В самой действительности тех лет масса «микробов», породивших разочарованного героя байроновского или шатобриановского типа. Романтизм составил главное течение культурной жизни Европы (первая половина XIX в.). Повести Шатобриана «Атала» (1801) и «Рене» (1805) дали героя-беглеца, разочарованного в общественных устоях и прелестях городской жизни. Казалось, кого может взволновать описание нравов далеких от европейской культуры индейцев? Откуда столь бешеный успех у отнюдь не великих и даже поверхностных творений?
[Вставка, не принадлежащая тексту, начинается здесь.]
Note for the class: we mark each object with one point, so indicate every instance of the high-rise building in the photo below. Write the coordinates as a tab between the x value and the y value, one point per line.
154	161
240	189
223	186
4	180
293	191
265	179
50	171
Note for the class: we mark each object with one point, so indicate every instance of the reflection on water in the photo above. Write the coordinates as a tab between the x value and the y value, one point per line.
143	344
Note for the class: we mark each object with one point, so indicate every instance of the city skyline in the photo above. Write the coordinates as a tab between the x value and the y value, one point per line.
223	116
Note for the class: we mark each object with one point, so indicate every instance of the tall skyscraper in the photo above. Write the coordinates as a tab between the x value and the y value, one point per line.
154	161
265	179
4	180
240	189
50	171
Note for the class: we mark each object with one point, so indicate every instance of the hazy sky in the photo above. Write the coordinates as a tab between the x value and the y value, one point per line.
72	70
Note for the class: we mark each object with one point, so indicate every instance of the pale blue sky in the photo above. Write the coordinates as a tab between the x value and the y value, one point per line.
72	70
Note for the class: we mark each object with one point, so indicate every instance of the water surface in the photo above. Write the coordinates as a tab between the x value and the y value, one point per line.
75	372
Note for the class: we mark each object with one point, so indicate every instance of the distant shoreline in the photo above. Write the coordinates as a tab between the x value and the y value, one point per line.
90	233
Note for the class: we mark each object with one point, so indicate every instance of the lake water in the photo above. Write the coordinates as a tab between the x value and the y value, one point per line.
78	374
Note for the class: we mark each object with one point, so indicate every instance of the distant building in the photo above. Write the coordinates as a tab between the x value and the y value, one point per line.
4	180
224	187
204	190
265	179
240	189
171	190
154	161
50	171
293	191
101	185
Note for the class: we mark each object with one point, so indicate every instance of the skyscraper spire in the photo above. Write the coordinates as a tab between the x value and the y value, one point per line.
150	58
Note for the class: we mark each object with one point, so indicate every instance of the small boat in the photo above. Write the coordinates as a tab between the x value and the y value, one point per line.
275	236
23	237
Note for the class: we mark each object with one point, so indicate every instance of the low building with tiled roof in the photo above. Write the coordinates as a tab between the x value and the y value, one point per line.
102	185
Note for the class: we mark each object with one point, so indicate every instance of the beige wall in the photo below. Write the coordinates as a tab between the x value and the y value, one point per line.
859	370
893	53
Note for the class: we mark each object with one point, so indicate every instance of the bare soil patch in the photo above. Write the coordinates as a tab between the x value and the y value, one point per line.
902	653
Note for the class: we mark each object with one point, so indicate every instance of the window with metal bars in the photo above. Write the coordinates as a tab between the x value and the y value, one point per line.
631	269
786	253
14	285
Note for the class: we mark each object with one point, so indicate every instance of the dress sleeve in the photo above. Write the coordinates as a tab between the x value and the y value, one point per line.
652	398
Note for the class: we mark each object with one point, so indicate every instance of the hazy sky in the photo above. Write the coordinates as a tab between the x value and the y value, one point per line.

Что это? Модные увлечения того времени? Но отчего Пушкин (в 1836 году) назовет Шатобриана «учителем всего пишущего поколения»? Почему едва ли не все культурное общество обожествляло Байрона? Чем объяснить популярность романтиков, их произведений? Лишь модой и случайностью? Но, ведь, давно известно, что и счастливая случайность выпадает на долю подготовленных умов.
Само время, насыщенное грандиозными катастрофами, конфликтами и битвами, нуждалось в более гуманном и человечном герое. События конца XVIII-начала XIX веков потрясли до основания общество. Страсти настолько были накалены, что уже не выдерживал разум. Выдумки поэтов оказывались лишь слабым отражением жизненных конфликтов. Мельпомена вручила свой жезл гильотине. Трагедийность жизни превосходила по своим масштабам трагедии Шекспира. К примеру, известный переводчик Шекспира во Франции, Дюсси, отвечал своему другу, предложившему ему работать для театра: «Не говорите мне о трагедиях! Трагедии встречаются ныне на каждом шагу, прямо на улице. Стоит выйти из дому, как ноги погружаются в кровь по самую щиколотку».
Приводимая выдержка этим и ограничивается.